Mr. Gilbert studied at Harvard University, The Curtis Institute of Music, and Juilliard and was assistant conductor of The Cleveland Orchestra (1995–97). In May 2010 he received an Honorary Doctor of Music degree from Curtis, and in December 2011 he received Columbia University’s Ditson Conductor’s Award for his “exceptional commitment to the performance of works by American composers and to contemporary music.” In 2014 he was elected to The American Academy of Arts & Sciences.

Visit Alan Gilbert's Official Website

Matthew VanBesien

Matthew VanBesien is President and Executive Director of the New York Philharmonic, having joined the organization as Executive Director Designate in March 2012 and becoming Executive Director in September of that year. Since coming to the Philharmonic he has expanded the Orchestra’s role as a resource to its hometown community, such as through the inaugural NY PHIL BIENNIAL in the spring of 2014, and across the country and globally, evidenced in the new collaborations that have created a partnership with the Music Academy of the West in Santa Barbara, California, and the Shanghai Orchestra Academy and Residency.

Previously, Mr. VanBesien served as managing director of the Melbourne Symphony Orchestra (2010–12); this followed positions at the Houston Symphony as executive director and chief executive officer (2005–10) and general manager (2003–05). He is a member of the Board of Overseers for The Curtis Institute of Music in Philadelphia, one of the leading conservatories in the United States, and he serves on the Executive Committee for the Avery Fisher Career Grants, which provides professional assistance and recognition to talented instrumentalists.

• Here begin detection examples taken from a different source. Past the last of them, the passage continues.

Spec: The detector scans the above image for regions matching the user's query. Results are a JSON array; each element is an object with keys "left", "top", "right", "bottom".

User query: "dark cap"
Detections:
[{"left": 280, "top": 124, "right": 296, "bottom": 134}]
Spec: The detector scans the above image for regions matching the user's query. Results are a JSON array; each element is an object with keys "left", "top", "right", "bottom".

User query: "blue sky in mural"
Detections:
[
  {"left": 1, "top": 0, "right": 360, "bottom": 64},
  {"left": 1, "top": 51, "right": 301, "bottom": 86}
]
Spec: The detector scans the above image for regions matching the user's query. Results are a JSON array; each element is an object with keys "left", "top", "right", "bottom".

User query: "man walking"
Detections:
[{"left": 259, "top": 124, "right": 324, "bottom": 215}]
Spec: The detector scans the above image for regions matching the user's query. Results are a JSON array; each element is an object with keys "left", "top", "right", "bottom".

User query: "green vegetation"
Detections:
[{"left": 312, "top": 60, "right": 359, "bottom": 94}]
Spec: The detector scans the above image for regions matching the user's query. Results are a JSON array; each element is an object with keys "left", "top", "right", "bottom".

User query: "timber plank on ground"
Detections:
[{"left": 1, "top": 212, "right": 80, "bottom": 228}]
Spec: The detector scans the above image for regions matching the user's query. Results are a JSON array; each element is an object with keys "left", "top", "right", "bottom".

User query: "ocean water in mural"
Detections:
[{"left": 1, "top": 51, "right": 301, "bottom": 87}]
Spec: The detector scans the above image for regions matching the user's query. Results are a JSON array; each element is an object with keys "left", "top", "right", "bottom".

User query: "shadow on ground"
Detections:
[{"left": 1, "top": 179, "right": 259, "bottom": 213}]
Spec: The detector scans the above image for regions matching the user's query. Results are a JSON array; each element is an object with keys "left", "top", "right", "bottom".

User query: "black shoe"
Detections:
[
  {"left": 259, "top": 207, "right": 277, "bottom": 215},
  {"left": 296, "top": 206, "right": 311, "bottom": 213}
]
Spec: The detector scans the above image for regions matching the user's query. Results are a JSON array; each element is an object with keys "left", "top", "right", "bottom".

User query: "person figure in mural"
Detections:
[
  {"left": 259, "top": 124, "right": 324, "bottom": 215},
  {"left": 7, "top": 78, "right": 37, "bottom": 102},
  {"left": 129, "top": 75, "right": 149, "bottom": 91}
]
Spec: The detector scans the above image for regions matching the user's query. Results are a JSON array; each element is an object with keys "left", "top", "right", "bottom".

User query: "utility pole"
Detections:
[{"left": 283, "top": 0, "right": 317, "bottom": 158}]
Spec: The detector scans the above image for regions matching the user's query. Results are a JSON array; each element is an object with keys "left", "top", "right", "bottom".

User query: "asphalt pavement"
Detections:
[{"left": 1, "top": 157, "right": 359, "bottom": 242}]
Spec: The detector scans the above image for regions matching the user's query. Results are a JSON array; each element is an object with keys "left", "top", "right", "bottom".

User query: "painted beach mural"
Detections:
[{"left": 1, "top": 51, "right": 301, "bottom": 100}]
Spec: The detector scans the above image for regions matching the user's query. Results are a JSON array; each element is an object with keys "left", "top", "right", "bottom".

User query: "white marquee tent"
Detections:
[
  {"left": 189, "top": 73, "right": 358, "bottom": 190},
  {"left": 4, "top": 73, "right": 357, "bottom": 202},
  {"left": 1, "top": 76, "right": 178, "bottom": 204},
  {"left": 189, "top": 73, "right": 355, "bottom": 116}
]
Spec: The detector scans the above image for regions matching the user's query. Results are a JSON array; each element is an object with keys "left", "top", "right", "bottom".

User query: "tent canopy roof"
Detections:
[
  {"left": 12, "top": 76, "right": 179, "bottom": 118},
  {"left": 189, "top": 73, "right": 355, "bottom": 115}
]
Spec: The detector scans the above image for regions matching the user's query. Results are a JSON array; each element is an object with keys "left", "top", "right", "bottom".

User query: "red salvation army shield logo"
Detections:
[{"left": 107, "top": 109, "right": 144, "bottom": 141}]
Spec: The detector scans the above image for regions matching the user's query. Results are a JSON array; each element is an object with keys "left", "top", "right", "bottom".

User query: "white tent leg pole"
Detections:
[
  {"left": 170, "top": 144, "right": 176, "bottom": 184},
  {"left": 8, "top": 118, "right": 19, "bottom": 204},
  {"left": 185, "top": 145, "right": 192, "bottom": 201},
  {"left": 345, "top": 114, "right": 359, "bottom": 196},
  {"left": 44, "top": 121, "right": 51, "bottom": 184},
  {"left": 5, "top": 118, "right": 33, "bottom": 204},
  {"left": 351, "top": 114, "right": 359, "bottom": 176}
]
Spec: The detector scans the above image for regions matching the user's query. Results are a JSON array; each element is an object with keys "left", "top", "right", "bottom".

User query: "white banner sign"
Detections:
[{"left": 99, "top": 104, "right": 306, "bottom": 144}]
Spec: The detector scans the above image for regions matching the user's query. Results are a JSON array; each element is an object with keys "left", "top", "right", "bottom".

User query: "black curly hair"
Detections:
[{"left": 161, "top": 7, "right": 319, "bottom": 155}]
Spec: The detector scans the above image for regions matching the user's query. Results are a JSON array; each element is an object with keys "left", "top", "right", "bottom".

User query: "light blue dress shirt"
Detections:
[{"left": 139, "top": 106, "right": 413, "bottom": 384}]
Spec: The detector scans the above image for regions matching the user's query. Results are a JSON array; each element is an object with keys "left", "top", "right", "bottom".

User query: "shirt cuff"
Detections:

A native of St. Louis, Missouri, Matthew VanBesien earned a bachelor of music degree in French horn performance from Indiana University. As a professional musician, he was second French horn of the Louisiana Philharmonic Orchestra in New Orleans from 1992 to 2000. In the 2001–02 season he completed the League of American Orchestras’ Orchestra Management Fellowship Program, when he worked at a variety of American orchestras and festivals. In May 2014 Mr. VanBesien received an Honorary Doctor of Musical Arts degree from Manhattan School of Music. He is married to Rosanne Jowitt, a geoscientist.